Trials with livestock prove successful
Scientists in the United States have stumbled upon an unusual way to protect livestock from infection without the use of antibiotics - feeding them eggs.
The discovery was made in 2011 by Mark Cook and Jordan Sand from the University of Wisconsin-Madison during a study of runaway inflammation in chickens. The eggs contain antibodies, which help keep an animal's immune system active to fight of disease.
Initial trials with thousands of chickens and hundreds of cattle have been successful, demonstrating that antibody-laden eggs can protect the animals from disease.

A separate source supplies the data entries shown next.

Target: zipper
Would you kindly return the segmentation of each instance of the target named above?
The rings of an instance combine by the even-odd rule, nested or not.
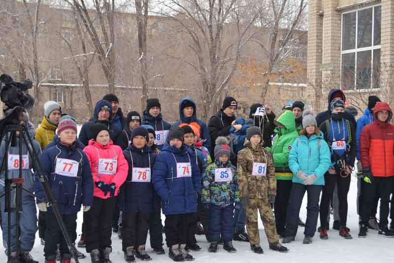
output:
[[[78,182],[75,182],[75,195],[74,197],[74,204],[75,205],[75,201],[77,199],[77,193],[78,193]]]

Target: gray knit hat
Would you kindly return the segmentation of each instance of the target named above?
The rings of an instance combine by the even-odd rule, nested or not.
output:
[[[310,110],[305,110],[302,113],[302,128],[305,129],[309,125],[317,126],[316,119]]]
[[[258,127],[257,126],[252,126],[246,130],[247,139],[250,140],[250,138],[254,135],[260,135],[260,136],[262,135],[262,130],[260,130],[260,127]]]
[[[60,111],[60,113],[62,113],[62,107],[59,104],[53,100],[49,100],[45,102],[44,104],[44,114],[47,118],[49,118],[49,115],[54,110],[59,110]]]

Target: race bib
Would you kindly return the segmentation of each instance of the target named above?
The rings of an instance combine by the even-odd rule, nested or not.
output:
[[[215,169],[215,181],[231,182],[232,181],[232,172],[230,168],[217,168]]]
[[[176,163],[176,177],[177,178],[192,177],[192,165],[190,163]]]
[[[115,174],[118,167],[118,161],[115,159],[98,160],[98,173],[100,174]]]
[[[65,176],[76,177],[78,176],[79,163],[76,161],[64,158],[56,158],[55,173]]]
[[[131,182],[150,183],[151,168],[149,167],[146,168],[133,168]]]
[[[19,154],[9,154],[8,155],[8,169],[9,170],[18,170],[19,169]],[[29,169],[29,155],[23,154],[22,156],[22,168]]]
[[[344,150],[346,149],[346,142],[345,141],[333,141],[331,147],[332,150]]]
[[[156,137],[155,137],[155,144],[158,145],[164,144],[165,140],[167,139],[167,135],[168,134],[168,131],[156,131]]]
[[[252,175],[254,176],[265,176],[267,173],[267,164],[264,163],[253,163]]]

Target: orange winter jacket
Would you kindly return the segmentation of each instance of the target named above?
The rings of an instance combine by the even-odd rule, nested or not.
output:
[[[389,111],[383,122],[377,118],[381,110]],[[362,129],[360,138],[360,155],[363,168],[371,167],[374,176],[394,176],[394,125],[389,122],[393,111],[386,102],[378,102],[373,110],[375,121]]]

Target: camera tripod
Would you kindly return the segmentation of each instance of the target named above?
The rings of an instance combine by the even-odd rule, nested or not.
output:
[[[10,145],[12,146],[16,146],[16,132],[19,132],[19,177],[17,178],[9,178],[8,174],[8,150]],[[23,188],[23,184],[24,182],[23,177],[22,177],[22,145],[24,145],[26,146],[29,152],[29,155],[31,157],[33,160],[33,167],[34,172],[37,175],[38,180],[41,183],[42,188],[46,196],[47,199],[48,200],[47,206],[51,206],[53,209],[55,213],[56,220],[59,224],[60,228],[62,231],[65,239],[66,240],[68,249],[70,250],[71,255],[74,258],[76,263],[79,263],[78,260],[77,251],[74,245],[73,242],[71,240],[71,238],[68,235],[67,232],[67,230],[63,221],[63,218],[62,216],[60,211],[56,203],[55,197],[51,189],[51,186],[48,181],[48,178],[43,173],[42,166],[38,160],[38,157],[37,154],[34,151],[34,148],[33,147],[33,142],[32,138],[29,134],[27,128],[24,125],[6,125],[4,127],[2,134],[5,137],[5,154],[3,157],[3,164],[1,165],[1,169],[0,171],[3,170],[3,166],[4,166],[4,172],[5,175],[5,178],[3,184],[5,186],[5,193],[2,196],[0,196],[0,198],[3,196],[5,197],[5,212],[7,213],[8,215],[8,232],[7,235],[7,256],[8,257],[8,262],[12,263],[19,263],[19,260],[17,261],[11,262],[11,233],[10,231],[10,228],[11,226],[11,213],[15,213],[15,235],[16,237],[16,255],[19,257],[19,244],[20,244],[20,233],[19,233],[19,213],[22,211],[22,191],[24,191],[27,193],[29,195],[37,198],[38,200],[42,202],[45,202],[44,200],[41,199],[36,195],[35,195],[32,192],[26,189]],[[11,207],[11,191],[15,191],[15,206]],[[5,219],[3,219],[4,220]]]

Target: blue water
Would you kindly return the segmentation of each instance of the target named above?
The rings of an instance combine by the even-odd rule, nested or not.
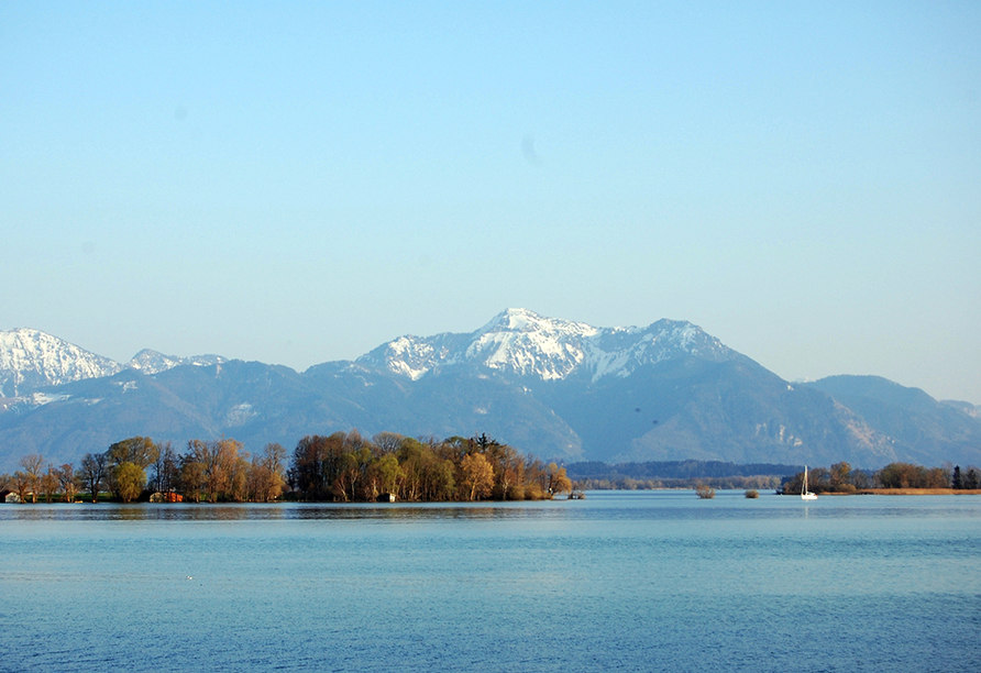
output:
[[[981,497],[0,506],[0,670],[976,671]]]

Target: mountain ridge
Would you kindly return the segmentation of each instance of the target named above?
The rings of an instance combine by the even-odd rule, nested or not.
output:
[[[885,379],[792,384],[677,320],[595,328],[508,309],[473,332],[399,336],[302,373],[154,351],[115,365],[46,385],[14,372],[19,396],[0,397],[0,471],[19,457],[14,446],[74,460],[132,434],[178,444],[224,434],[257,449],[352,428],[486,432],[560,461],[981,462],[981,418],[968,402]]]

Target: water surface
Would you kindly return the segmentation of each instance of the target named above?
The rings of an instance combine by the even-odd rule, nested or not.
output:
[[[0,507],[3,670],[976,670],[981,497]]]

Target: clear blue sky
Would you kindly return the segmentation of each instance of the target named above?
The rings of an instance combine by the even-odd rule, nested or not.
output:
[[[673,318],[981,404],[979,141],[978,2],[13,0],[0,329],[304,369]]]

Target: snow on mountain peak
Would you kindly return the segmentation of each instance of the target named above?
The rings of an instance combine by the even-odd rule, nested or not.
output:
[[[38,330],[0,332],[0,396],[41,386],[112,376],[122,365]]]
[[[359,358],[417,380],[439,366],[475,364],[542,380],[585,371],[595,382],[629,376],[638,366],[681,353],[731,356],[717,339],[690,322],[661,320],[648,328],[595,328],[507,309],[471,334],[400,336]]]

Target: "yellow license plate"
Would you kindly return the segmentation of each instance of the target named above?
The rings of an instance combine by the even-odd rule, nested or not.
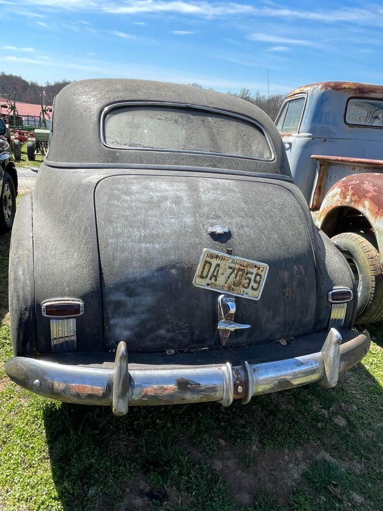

The scientists vaccinate laying hens with pieces of IL-10 (a protein that quiets the immune system) so the chickens produce antibodies against foreign protein - similar to how a flu vaccine creates immunity. The antibodies are concentrated in the yolk of their eggs.
When a cow or chicken eats some of the egg, the antibodies inactivate IL-10 in the gut, causing the immune system to fight infection more effectively.
Working with a local poultry farmer, the scientists tested the antibodies with 300,000 chickens. Fed with antibody-filled eggs, the chickens fared just as well as those given traditional antibiotics.
To see if the method would work in other animals, they recruited Dan Schaefer, professor of animal sciences at UW-Madison, and Sheila McGuirk, a professor of large animal medicine at the School of Veterinary Medicine, to oversee experiments with calves, steers and lambs.
They found that calves fed the antibiotics required half as many antibiotics as those that did not. Most surprisingly was that in some experiments, antibodies in the gut reduced respiratory disease by as much as half or two-thirds.
"We did not expect to see the respiratory benefit," McGuirk said.
Cook and Sand have obtained a patent and a £100,000 grant from the Wisconian Alumni Research Foundation to commercialise their research through their new company, Ab E Discovery.
Ongoing trials will study the link between the gut and lung, as well as iron out kinks in antibody production and dosage.